In November, the California Department of Real Estate (DRE) revoked the license of a Chino-based real estate corporation, Sitseefly, Inc., as well as its CEO and broker officer, Michael Leonis, for multiple violations of real estate law, including failure to retain records, undisclosed compensation and the use of an unlicensed “doing business as” name (DBA).
This isn’t the first time Leonis and his company have ended up in hot water; in 2016, Leonis’s broker license — as well as the Sitseefly corporate license — was suspended for trust fund mishandling.
In August 2018, the DRE conducted an audit of Sitseefly’s property management activities, partly to ensure compliance with the corporation’s earlier ruling.
However, Leonis failed to meet with DRE auditors or respond to their requests for appointment. When the auditors requested records necessary for the completion of their audit, Leonis failed to comply — even after being subpoenaed.
As if this wasn’t bad enough, the auditors learned, by checking out records kept by one of Sitseefly’s clients, the company had charged nearly $700 in undisclosed fees that the client neither authorized nor knew about.

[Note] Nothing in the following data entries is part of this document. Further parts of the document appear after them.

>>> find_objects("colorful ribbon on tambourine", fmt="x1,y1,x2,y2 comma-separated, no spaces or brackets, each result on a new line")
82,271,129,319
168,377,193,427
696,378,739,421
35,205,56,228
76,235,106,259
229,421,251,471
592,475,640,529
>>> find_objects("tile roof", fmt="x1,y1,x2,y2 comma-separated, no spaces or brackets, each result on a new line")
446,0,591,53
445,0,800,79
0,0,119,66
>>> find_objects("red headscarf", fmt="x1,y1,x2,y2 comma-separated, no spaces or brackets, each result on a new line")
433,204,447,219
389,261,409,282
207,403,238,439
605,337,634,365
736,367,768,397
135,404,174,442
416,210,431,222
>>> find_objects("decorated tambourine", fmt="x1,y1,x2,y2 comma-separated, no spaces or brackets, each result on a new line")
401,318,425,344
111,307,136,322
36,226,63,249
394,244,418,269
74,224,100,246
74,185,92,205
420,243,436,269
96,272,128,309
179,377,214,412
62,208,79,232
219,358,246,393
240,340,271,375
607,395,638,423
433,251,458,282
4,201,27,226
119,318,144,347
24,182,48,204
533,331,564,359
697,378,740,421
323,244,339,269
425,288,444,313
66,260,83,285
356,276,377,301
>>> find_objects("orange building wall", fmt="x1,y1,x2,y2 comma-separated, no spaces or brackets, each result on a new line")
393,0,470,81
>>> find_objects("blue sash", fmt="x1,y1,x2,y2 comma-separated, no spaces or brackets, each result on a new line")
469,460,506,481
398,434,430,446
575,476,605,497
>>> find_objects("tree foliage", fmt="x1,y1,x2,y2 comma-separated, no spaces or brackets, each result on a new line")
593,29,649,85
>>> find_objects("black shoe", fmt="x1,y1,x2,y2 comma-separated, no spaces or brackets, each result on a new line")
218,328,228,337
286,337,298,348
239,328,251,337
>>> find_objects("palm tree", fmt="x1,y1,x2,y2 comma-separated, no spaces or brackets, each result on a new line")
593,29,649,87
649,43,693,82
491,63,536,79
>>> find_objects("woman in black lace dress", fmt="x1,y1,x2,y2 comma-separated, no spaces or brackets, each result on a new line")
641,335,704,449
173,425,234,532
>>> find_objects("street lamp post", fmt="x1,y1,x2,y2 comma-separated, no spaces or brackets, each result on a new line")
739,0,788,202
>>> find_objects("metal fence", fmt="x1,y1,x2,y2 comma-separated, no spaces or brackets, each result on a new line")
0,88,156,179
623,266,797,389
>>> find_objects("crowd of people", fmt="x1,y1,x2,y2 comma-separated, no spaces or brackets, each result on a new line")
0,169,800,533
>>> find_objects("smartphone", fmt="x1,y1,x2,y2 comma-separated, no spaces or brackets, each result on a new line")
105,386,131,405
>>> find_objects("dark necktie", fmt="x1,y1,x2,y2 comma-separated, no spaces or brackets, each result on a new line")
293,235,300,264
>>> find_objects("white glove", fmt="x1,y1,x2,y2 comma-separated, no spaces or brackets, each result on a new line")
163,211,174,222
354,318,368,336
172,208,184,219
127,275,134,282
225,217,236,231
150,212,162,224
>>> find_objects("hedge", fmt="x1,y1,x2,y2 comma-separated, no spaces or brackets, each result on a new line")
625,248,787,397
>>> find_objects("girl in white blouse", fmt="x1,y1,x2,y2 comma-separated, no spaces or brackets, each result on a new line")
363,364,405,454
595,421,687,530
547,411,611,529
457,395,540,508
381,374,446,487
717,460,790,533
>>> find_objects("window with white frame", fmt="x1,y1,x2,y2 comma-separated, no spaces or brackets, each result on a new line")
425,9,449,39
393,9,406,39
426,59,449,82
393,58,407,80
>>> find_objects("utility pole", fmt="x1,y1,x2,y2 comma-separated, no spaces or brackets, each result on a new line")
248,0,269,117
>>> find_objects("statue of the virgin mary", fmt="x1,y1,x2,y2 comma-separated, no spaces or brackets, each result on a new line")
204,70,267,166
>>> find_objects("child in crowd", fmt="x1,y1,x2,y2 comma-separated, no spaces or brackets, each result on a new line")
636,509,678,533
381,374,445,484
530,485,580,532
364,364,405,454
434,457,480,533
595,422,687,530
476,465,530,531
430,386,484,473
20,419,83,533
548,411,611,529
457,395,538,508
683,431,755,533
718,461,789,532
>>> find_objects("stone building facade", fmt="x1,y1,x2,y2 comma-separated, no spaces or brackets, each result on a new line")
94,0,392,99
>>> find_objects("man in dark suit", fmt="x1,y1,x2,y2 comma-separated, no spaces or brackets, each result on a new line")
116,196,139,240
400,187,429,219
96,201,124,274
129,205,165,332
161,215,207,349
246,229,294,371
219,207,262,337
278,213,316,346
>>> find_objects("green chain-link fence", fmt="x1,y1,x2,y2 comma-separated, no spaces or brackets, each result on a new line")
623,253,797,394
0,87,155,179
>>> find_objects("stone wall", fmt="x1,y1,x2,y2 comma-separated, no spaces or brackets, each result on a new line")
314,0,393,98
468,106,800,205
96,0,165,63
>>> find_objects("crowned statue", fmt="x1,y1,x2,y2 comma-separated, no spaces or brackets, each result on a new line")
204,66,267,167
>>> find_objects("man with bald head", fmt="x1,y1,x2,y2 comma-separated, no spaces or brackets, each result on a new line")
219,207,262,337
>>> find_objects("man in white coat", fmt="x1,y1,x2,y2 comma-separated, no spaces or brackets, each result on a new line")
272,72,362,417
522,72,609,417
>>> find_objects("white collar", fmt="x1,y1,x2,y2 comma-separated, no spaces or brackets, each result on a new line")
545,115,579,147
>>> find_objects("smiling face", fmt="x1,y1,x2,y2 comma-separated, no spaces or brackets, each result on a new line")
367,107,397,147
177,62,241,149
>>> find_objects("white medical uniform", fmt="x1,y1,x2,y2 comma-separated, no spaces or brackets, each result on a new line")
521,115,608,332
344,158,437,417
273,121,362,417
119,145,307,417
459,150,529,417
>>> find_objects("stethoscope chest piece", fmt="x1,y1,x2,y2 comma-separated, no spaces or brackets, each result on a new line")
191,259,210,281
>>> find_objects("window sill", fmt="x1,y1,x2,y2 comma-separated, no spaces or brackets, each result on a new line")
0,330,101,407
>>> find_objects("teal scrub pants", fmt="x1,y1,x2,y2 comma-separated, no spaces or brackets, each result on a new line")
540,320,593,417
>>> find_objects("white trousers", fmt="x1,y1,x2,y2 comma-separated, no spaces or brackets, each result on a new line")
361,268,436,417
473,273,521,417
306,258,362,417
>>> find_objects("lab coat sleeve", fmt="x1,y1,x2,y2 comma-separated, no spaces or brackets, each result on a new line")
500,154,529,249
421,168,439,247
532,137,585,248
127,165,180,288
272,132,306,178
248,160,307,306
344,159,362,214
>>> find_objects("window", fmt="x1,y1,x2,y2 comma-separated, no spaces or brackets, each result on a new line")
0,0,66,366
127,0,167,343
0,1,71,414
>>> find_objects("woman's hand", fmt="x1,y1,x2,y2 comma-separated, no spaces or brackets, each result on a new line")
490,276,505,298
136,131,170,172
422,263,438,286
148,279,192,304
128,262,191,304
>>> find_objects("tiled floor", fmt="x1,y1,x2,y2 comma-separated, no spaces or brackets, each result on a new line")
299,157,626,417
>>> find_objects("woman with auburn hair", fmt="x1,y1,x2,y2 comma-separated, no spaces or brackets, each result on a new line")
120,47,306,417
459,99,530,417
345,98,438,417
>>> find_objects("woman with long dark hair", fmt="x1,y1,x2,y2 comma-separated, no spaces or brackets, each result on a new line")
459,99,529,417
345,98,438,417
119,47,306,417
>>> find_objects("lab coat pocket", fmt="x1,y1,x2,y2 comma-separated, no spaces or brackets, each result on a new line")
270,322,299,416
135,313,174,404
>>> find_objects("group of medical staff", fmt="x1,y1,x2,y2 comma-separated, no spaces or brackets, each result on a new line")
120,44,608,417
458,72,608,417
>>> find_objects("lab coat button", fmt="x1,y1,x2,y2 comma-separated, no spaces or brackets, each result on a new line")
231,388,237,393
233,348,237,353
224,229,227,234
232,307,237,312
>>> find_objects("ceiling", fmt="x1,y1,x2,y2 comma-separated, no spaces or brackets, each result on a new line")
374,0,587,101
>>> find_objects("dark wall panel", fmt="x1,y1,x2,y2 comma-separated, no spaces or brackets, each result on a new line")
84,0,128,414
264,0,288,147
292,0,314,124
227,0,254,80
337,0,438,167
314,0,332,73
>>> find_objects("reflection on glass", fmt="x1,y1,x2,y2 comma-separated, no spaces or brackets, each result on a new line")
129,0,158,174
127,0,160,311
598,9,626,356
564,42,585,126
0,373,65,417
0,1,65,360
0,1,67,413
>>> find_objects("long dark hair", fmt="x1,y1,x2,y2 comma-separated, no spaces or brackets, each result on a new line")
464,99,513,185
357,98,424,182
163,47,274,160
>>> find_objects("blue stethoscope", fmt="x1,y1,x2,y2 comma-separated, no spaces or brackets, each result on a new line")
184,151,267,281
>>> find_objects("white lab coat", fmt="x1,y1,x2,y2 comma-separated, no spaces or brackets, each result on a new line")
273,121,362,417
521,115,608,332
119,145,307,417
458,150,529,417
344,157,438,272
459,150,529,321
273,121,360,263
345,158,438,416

Sitseefly also conducted these activities under a DBA — Real Property Management Residential — after the license for that name had already expired.
Sitseefly — and, by extension, Leonis — offered no defense to the accusation and thus the DRE revoked both licenses by default.
Going through the motions
There’s a lot to cover with this one, but the most significant takeaway is straightforward: noncompliance never works out.
Trust fund mishandling is a significant violation the DRE encounters on a regular basis — in the 2018-2019 fiscal year, the agency discovered more than $8.8 million in trust fund shortages in about 500 separate cases. While many of these violations are malicious, many still are the result of carelessness and poor record keeping.
However, failing to respond to a request for information as part of a routine audit is inarguably a move made in bad faith.
It looks even worse when you consider auditors were unable to verify from Sitseefly’s records the source of the undisclosed fees charged to a client as “maintenance fees.” Secret or undisclosed compensation without authorization is prohibited under California law, and that the company chose to shield its records from the DRE doesn’t frame Sitseefly or Michael Leonis in a particularly favorable light. [Calif. Business and Professions Code §10176(g)]
Further, that the corporation operated under an unlicensed DBA is a relatively procedural charge, but no less significant — it’s imperative that clients understand whom they’re doing business with, and an unlicensed DBA creates an extra layer of obfuscation in all real estate dealings. [Calif. Bus & P C §10159.5]
There’s a reason these oversights exist — the name of the game is consumer protection.